ここ最近になって電気とガスをまとめるプランやセット契約を展開する会社が増えており、契約すると安くなる場合があります。

電気・ガスの小売自由化に伴って新規参入する企業も増えました。電気とガスの両方の自由化が実現したことで、電気とガスをひとつの事業者にまとめて払うと安くなる、いわゆる「セット割」が売り出され、さらに光熱費を安く抑えることが出来る場合があります。

よりエコな電気を選ぶことが出来る

今回、ご紹介したエバーグリーン・リテイリングのように、エコな発電方法を取り入れている電力会社も増えてきました。

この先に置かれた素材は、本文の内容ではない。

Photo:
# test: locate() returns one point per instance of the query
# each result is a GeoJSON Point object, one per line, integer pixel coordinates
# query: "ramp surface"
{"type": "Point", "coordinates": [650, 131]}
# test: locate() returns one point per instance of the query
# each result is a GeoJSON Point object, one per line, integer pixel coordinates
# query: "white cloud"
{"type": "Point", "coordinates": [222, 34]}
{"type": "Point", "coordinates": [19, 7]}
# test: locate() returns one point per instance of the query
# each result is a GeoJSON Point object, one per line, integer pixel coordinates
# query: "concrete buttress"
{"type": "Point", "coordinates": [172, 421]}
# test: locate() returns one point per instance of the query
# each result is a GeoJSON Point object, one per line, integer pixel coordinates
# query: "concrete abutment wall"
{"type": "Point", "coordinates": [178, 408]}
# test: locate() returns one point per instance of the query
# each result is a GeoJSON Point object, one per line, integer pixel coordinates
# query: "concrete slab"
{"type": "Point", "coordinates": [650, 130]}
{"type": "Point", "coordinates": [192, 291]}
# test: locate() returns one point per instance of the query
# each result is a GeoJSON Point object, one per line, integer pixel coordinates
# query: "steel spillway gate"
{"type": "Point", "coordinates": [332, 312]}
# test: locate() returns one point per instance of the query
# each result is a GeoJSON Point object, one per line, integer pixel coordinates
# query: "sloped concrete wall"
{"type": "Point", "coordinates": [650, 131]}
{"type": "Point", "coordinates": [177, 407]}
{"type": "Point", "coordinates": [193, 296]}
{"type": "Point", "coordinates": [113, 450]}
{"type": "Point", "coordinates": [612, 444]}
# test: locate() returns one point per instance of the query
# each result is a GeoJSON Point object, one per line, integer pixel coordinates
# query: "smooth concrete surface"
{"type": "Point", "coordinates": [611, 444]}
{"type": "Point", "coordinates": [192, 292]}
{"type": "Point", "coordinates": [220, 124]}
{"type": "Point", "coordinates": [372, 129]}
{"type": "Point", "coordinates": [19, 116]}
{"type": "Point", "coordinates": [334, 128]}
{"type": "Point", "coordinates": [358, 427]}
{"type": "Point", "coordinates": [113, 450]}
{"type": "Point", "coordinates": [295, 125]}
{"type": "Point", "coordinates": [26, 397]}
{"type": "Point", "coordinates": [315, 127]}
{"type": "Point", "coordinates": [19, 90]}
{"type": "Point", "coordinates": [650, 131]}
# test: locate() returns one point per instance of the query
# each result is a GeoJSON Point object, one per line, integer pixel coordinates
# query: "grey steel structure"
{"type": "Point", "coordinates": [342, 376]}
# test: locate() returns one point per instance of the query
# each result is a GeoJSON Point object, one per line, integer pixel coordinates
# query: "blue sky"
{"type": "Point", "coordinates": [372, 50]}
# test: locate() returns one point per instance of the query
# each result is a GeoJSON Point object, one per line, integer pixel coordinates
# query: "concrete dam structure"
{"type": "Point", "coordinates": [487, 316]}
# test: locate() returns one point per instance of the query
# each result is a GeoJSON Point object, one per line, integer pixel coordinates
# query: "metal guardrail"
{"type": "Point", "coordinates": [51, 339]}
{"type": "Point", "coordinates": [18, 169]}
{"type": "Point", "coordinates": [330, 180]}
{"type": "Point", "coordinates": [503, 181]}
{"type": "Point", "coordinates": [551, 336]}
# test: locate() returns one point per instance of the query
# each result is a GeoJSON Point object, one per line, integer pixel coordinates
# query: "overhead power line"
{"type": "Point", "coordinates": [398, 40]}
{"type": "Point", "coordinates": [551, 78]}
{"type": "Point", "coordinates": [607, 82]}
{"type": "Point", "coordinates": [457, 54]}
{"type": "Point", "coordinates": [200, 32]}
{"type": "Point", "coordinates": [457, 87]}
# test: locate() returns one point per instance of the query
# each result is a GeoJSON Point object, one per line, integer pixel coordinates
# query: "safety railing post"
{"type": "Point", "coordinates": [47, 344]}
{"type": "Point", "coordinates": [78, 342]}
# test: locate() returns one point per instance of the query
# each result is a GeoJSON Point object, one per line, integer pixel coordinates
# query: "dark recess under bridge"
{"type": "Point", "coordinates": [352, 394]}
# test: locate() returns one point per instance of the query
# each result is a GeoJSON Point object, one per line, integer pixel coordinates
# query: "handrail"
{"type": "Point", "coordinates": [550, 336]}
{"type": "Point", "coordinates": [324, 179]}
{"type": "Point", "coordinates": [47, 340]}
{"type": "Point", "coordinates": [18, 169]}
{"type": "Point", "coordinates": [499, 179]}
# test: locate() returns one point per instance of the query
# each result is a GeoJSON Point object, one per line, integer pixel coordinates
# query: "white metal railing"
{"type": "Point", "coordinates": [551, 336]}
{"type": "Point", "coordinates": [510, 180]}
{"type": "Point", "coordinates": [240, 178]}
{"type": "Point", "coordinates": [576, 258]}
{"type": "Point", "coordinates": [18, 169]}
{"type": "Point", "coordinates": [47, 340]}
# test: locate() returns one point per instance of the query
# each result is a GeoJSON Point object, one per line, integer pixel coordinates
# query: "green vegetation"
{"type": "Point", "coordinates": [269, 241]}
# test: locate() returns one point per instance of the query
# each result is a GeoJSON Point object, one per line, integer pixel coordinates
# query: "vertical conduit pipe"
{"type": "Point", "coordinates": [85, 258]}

バイオ発電の他に、太陽光発電、風力発電などを取り入れている電力会社も増えてきています。やはり、これからは企業だけでなく、一人一人がエコをを意識するようになり、電気もエコで選ぶ時代になったと言えます。

電力会社を変えるデメリット

ここまで、色々な面から、メリットを語ることが多かったと思います。しかし、やはりデメリットもあります。それらのデメリットも見てみましょう。

切り替えなどが面倒

電力会社を変えるとなれば、新しい電力会社と契約という手続きをする必要があります。それが面倒と思う場合は、電力会社を変えることはデメリットと言えます。いずれにしても電気の契約をしなくてはいけない引っ越し時に電力会社の切り替えを想定してみると良いかもしれません。

新しい電力会社を探すのが大変

今は、大手電力会社の他に、大変多くの新電力会社があります。それぞれの契約内容の違い、それぞれのプランの違いがあり、比較するのは非常に大変な作業です。果たして、その電力会社は本当に安いのかどうかを確認しなくてはいけません。

各電力会社のホームページでは、電気料金のシミュレーションをするページがあったりなど、比較しやすくなっていますので、それを活用するのが良いかもしれません。

長期契約の途中解約

ほとんどの新電力会社は契約違約金を設定していません。しかし、電力会社によっては解約違約金を取るところもあります。最も多いのは数千円程度の違約金を設定しているという新電力会社です。

ただ、たとえ契約違約金があったとしても、新電力へ切り替えることで実現する電気料金の節約額を考えて検討してみる価値はあると思います。